Due to the effect of a spatial context or temporal context, the perceived orientation of a test line or grating pattern can appear tilted away from its physical orientation. The tilt illusion (TI) is the phenomenon that the perceived orientation of a test line or grating is altered by the presence of surrounding lines or grating with a different orientation (spatial context; see Fig.1). And the tilt aftereffect (TAE) is the phenomenon that the perceived orientation is changed after prolonged inspection of another oriented line or grating (temporal context; see Fig.2).

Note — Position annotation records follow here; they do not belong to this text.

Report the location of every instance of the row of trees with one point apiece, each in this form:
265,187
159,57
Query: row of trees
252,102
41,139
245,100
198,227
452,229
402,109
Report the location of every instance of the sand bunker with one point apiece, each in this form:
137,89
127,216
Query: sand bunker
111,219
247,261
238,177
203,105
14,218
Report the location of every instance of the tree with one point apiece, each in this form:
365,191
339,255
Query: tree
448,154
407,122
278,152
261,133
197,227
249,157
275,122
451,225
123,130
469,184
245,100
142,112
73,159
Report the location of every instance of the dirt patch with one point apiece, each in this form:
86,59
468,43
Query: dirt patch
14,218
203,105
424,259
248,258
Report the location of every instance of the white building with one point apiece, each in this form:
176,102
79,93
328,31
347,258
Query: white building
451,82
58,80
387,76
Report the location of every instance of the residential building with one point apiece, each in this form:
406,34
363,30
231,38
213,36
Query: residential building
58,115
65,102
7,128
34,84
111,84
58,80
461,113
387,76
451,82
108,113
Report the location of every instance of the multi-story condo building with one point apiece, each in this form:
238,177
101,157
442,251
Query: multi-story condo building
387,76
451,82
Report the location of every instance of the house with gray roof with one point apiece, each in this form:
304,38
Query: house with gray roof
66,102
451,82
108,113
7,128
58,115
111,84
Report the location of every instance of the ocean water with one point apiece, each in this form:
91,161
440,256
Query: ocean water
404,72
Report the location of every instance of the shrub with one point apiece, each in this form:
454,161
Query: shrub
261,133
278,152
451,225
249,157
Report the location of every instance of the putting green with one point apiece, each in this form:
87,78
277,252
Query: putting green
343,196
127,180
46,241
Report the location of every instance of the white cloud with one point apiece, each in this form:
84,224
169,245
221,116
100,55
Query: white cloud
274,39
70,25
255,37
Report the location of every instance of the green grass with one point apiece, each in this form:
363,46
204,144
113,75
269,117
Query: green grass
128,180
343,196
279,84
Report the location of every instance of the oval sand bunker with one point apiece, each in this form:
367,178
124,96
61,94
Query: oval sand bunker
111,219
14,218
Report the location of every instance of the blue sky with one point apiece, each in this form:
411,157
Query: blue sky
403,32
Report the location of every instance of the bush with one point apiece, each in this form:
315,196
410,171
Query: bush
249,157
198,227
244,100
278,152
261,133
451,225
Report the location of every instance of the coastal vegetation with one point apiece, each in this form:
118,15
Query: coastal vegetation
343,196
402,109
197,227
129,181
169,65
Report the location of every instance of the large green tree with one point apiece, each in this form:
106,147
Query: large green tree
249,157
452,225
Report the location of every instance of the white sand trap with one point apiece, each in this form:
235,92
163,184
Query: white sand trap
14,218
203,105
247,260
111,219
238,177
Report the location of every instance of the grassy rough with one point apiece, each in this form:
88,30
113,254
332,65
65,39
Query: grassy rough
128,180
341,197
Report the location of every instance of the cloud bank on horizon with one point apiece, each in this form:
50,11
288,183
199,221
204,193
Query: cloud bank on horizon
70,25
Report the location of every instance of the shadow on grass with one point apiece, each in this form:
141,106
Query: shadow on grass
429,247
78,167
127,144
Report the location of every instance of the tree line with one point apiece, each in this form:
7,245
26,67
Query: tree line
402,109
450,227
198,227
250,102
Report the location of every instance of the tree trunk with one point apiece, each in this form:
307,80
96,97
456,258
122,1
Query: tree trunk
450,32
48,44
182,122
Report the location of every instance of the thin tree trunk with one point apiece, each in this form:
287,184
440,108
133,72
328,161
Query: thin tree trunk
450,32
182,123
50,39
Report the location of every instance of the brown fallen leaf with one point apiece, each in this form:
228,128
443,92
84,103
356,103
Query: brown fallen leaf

It has been reported that the magnitude and the direction of the perceived orientation shift depends on the relative orientation between test and contextual stimuli (see Fig.3). Psychophysics experiments have shown that relative orientations between 0 deg and about 50 deg produce repulsion effects (the test line or grating tends to rotate away from the contextual stimulus), which is known as the direct form of the tilt effect; but larger relative orientations up to 90 deg produce attraction effects (the test line or grating tends to rotate towards the contextual stimulus), which is known as the indirect form of the tilt effect.
It has been observed repeatedly that indirect effects are smaller than direct effects. The repulsion peak is about 3 degrees usually when the relative orientation between the test and contextual stimuli is around 20 degrees; and the attraction peak is usually maximally 0.5 degrees when the relative orientation is around 70 degrees (see Fig.3).